The latest version of biblatex, v1.1, appeared on CTAN yesterday. This is a feature release, not just bug fixes, and so there are lots of new things there. At the same time, Biber has been updated to v0.7. If you use TeX Live 2010, you’ll be able to get the new biblatex using tlmgr in a day or so, and can get the Biber update via TLcontrib already.

Many of the new features rely on Biber, and will not work with BibTeX. As Biber has lots of advantages anyway, including UTF-8 support and active development, this is no real hindrance.

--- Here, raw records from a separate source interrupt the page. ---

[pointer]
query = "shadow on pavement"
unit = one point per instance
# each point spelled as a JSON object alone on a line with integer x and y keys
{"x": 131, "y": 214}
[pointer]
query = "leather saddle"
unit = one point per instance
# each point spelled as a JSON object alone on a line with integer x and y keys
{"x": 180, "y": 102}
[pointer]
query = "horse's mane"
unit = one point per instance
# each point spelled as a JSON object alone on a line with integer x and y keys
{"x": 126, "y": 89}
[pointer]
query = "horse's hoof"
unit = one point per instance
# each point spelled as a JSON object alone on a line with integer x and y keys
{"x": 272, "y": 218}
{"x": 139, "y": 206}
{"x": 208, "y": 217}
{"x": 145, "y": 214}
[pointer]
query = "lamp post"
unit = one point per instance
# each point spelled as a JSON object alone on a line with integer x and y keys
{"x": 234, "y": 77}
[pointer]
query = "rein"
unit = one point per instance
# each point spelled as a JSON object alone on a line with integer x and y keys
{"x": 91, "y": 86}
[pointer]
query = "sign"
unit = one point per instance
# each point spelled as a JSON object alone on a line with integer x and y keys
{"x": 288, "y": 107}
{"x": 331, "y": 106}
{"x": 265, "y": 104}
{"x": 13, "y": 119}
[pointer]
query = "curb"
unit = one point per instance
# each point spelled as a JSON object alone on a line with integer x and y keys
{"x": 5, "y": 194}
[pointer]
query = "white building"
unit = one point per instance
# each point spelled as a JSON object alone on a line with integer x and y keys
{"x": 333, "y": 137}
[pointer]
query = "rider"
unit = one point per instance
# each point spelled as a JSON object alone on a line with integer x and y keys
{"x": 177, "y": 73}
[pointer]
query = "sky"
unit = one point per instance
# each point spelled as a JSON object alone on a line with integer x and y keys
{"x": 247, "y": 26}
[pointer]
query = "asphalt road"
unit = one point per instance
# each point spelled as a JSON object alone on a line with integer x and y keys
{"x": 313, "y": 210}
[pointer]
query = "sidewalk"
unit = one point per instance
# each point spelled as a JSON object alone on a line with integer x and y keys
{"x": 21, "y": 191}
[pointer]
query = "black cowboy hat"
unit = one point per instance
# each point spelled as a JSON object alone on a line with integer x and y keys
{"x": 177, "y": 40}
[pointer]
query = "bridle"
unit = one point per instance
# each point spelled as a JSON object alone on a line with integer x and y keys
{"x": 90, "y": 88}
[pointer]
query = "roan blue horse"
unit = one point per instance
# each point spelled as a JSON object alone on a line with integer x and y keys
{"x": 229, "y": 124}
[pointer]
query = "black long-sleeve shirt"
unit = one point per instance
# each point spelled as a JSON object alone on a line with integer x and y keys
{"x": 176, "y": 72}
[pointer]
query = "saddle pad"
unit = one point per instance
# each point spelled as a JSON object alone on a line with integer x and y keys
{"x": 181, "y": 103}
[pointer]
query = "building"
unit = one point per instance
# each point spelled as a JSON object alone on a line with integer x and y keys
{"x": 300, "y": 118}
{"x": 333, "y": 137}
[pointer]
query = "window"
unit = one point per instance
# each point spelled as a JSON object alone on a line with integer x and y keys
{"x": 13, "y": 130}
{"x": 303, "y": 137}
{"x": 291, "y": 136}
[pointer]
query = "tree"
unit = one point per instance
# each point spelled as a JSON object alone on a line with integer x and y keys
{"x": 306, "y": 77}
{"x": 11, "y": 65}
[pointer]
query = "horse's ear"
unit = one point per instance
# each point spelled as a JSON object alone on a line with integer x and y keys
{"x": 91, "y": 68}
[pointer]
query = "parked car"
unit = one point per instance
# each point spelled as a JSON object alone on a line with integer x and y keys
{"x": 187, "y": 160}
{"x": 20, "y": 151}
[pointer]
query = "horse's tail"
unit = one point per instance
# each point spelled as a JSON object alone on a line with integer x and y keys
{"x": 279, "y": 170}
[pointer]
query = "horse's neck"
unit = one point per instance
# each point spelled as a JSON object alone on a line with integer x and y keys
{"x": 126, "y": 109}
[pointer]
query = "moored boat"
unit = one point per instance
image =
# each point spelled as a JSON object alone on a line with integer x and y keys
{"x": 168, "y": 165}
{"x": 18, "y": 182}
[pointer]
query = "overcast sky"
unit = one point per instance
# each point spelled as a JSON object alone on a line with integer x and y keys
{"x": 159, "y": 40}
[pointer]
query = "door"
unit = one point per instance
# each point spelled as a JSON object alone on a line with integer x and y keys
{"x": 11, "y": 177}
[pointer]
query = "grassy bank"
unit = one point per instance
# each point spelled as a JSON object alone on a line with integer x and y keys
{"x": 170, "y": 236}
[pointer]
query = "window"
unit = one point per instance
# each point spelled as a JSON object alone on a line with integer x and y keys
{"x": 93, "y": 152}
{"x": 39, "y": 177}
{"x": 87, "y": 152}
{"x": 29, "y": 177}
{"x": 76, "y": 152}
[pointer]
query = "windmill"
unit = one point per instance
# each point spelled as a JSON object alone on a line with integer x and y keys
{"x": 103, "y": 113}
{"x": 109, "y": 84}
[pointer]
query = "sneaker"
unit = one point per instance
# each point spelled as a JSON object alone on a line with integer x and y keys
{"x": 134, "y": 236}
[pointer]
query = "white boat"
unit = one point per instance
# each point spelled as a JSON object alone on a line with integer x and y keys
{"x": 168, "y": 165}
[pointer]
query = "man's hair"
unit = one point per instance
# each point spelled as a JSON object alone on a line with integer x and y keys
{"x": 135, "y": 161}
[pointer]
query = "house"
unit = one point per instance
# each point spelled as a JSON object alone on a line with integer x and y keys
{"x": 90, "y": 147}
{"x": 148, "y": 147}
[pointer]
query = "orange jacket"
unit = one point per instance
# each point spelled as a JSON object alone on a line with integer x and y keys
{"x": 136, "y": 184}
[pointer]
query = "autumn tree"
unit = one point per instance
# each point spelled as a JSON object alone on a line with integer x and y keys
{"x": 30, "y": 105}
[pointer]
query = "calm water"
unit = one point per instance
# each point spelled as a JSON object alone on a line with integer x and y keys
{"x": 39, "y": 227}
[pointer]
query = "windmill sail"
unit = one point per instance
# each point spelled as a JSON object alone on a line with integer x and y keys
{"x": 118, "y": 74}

I want to focus here on one new feature, as it’s one I requested. In chemistry and physics we tend numerical reference styles and to have lots of references. Often, several of these will be related, and so can be ‘compacted’ into a single number. With traditional BibTeX styles, this can be done using the mciteplus package and a suitable .bst file. biblatex has supported this using ‘reference sets’ for some time, but up to now this has required modification of the database entries. In v1.1, you can define a reference set in the preamble:

\defbibentryset{set1}{key1,key2,key3}

and then cite the set in the document. There is also support for mciteplus-like syntax, but I think it’s probably best to use the native biblatex approach here.

Compressing multiple citations in a dynamic way was really the only problem I had with using biblatex for all of my citations. Now that this is sorted, I’ll be sticking to biblatex all of the time, and I’d urge other physical scientists to do the same: biblatex is a much more flexible approach than the traditional BibTeX citation system.